CHAPTER II
Regularly once a week they rode out in marching order.
Returning up the town on one of these occasions, the romantic pelisse
flapping behind each horseman's shoulder in the soft south-west wind,
Captain Maumbry glanced up at the oriel. A mutual nod was exchanged
between him and the person who sat there reading. The reader and a
friend in the room with him followed the troop with their eyes all
the way up the street, till, when the soldiers were opposite the
house in which Laura lived, that young lady became discernible in the
balcony.
'They are engaged to be married, I hear,' said the friend.
'Who--Maumbry and Laura? Never--so soon?'
'Yes.'
'He'll never marry. Several girls have been mentioned in connection
with his name. I am sorry for Laura.'
'Oh, but you needn't be. They are excellently matched.'
'She's only one more.'
'She's one more, and more still. She has regularly caught him. She
is a born player of the game of hearts, and she knew how to beat him
in his own practices. If there is one woman in the town who has any
chance of holding her own and marrying him, she is that woman.'
This was true, as it turned out. By natural proclivity Laura had
from the first entered heart and soul into military romance as
exhibited in the plots and characters of those living exponents of it
who came under her notice. From her earliest young womanhood
civilians, however promising, had no chance of winning her interest
if the meanest warrior were within the horizon. It may be that the
position of her uncle's house (which was her home) at the corner of
West Street nearest the barracks, the daily passing of the troops,
the constant blowing of trumpet-calls a furlong from her windows,
coupled with the fact that she knew nothing of the inner realities of
military life, and hence idealized it, had also helped her mind's
original bias for thinking men-at-arms the only ones worthy of a
woman's heart.
Captain Maumbry was a typical prize; one whom all surrounding maidens
had coveted, ached for, angled for, wept for, had by her judicious
management become subdued to her purpose; and in addition to the
pleasure of marrying the man she loved, Laura had the joy of feeling
herself hated by the mothers of all the marriageable girls of the
neighbourhood.
The man in the oriel went to the wedding; not as a guest, for at this
time he was but slightly acquainted with the parties; but mainly
because the church was close to his house; partly, too, for a reason
which moved many others to be spectators of the ceremony; a
subconsciousness that, though the couple might be happy in their
experiences, there was sufficient possibility of their being
otherwise to colour the musings of an onlooker with a pleasing pathos
of conjecture. He could on occasion do a pretty stroke of rhyming in
those days, and he beguiled the time of waiting by pencilling on a
blank page of his prayer-book a few lines which, though kept private
then, may be given here:-
AT A HASTY WEDDING
(Triolet)
If hours be years the twain are blest,
For now they solace swift desire
By lifelong ties that tether zest
If hours be years.
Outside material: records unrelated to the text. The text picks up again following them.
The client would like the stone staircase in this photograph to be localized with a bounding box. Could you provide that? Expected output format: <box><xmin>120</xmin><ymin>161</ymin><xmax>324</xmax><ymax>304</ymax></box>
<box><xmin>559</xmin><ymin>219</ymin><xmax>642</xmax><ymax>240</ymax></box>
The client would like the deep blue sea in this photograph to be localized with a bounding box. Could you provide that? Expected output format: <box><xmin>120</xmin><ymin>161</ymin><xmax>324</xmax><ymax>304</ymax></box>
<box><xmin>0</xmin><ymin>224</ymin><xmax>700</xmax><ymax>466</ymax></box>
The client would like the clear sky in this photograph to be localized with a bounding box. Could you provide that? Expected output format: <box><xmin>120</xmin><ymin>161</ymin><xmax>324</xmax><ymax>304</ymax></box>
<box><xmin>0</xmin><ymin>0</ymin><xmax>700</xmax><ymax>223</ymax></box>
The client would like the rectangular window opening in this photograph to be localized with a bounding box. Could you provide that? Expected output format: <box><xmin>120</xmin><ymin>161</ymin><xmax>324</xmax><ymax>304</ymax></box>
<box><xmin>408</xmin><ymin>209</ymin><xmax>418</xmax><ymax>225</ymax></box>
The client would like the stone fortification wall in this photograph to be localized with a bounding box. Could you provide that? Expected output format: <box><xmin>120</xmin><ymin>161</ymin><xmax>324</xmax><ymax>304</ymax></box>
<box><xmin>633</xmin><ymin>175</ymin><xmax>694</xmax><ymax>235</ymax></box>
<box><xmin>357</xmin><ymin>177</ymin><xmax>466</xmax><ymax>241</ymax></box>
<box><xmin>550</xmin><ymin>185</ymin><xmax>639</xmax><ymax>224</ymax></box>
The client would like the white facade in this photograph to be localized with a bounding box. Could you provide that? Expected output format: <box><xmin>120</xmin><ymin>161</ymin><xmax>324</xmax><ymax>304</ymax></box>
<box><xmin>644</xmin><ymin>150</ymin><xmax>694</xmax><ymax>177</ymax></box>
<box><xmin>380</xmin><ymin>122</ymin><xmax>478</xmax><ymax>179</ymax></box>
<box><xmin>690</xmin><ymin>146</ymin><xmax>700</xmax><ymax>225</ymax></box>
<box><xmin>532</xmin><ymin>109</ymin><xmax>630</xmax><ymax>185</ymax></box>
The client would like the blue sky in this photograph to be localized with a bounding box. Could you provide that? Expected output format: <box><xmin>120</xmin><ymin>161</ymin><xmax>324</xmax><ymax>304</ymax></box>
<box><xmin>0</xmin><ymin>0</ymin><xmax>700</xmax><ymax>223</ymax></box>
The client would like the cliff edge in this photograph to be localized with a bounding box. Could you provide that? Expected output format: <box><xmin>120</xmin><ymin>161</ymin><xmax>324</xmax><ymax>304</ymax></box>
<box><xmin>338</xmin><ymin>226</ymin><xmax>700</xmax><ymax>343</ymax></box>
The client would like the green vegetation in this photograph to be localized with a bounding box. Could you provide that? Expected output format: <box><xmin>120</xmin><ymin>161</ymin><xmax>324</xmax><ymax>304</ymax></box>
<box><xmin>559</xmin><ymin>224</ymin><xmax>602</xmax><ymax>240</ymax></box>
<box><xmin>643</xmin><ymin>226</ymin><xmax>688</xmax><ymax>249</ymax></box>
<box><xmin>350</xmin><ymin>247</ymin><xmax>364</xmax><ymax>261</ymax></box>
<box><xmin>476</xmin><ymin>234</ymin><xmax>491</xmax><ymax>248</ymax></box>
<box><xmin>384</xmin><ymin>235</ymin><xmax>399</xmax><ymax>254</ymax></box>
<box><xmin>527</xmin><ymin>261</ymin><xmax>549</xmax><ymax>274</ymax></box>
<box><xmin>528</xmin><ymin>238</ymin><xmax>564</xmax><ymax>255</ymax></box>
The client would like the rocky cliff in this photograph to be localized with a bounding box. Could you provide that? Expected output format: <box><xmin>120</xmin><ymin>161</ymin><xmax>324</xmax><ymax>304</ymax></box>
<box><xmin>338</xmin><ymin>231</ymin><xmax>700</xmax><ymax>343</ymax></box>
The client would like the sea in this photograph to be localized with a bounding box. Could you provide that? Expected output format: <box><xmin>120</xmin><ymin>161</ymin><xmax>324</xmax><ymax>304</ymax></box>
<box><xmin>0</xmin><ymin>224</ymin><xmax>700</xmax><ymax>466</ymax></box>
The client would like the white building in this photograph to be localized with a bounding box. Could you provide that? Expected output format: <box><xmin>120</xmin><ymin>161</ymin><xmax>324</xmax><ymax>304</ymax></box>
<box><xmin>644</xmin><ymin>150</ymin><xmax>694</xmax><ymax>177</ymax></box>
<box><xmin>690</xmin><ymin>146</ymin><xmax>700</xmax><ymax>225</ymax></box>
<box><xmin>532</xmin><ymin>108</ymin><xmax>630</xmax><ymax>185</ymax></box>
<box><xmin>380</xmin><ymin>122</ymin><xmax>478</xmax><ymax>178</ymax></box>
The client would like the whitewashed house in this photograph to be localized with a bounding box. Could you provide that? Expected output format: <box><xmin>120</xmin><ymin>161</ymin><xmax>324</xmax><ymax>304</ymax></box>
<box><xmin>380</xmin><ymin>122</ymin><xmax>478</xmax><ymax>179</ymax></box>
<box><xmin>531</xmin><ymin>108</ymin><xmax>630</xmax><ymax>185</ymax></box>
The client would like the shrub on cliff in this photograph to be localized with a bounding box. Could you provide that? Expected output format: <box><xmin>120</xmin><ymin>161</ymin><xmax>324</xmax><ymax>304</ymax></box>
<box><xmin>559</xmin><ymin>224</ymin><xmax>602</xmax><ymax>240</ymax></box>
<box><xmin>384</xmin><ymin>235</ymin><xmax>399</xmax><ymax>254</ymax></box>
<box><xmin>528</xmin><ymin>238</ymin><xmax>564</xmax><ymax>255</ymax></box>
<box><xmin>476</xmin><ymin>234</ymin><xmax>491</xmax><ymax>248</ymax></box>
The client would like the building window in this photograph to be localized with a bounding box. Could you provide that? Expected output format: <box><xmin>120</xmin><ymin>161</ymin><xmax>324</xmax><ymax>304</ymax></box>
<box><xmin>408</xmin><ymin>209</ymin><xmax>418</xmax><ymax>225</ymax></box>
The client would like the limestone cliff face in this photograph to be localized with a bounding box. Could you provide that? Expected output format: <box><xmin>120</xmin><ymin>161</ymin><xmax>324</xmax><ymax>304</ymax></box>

The twain are blest
Do eastern suns slope never west,
Nor pallid ashes follow fire.
If hours be years the twain are blest
For now they solace swift desire.
As if, however, to falsify all prophecies, the couple seemed to find
in marriage the secret of perpetuating the intoxication of a
courtship which, on Maumbry's side at least, had opened without
serious intent. During the winter following they were the most
popular pair in and about Casterbridge--nay in South Wessex itself.
No smart dinner in the country houses of the younger and gayer
families within driving distance of the borough was complete without
their lively presence; Mrs. Maumbry was the blithest of the whirling
figures at the county ball; and when followed that inevitable
incident of garrison-town life, an amateur dramatic entertainment, it
was just the same. The acting was for the benefit of such and such
an excellent charity--nobody cared what, provided the play were
played--and both Captain Maumbry and his wife were in the piece,
having been in fact, by mutual consent, the originators of the
performance. And so with laughter, and thoughtlessness, and
movement, all went merrily. There was a little backwardness in the
bill-paying of the couple; but in justice to them it must be added
that sooner or later all owings were paid.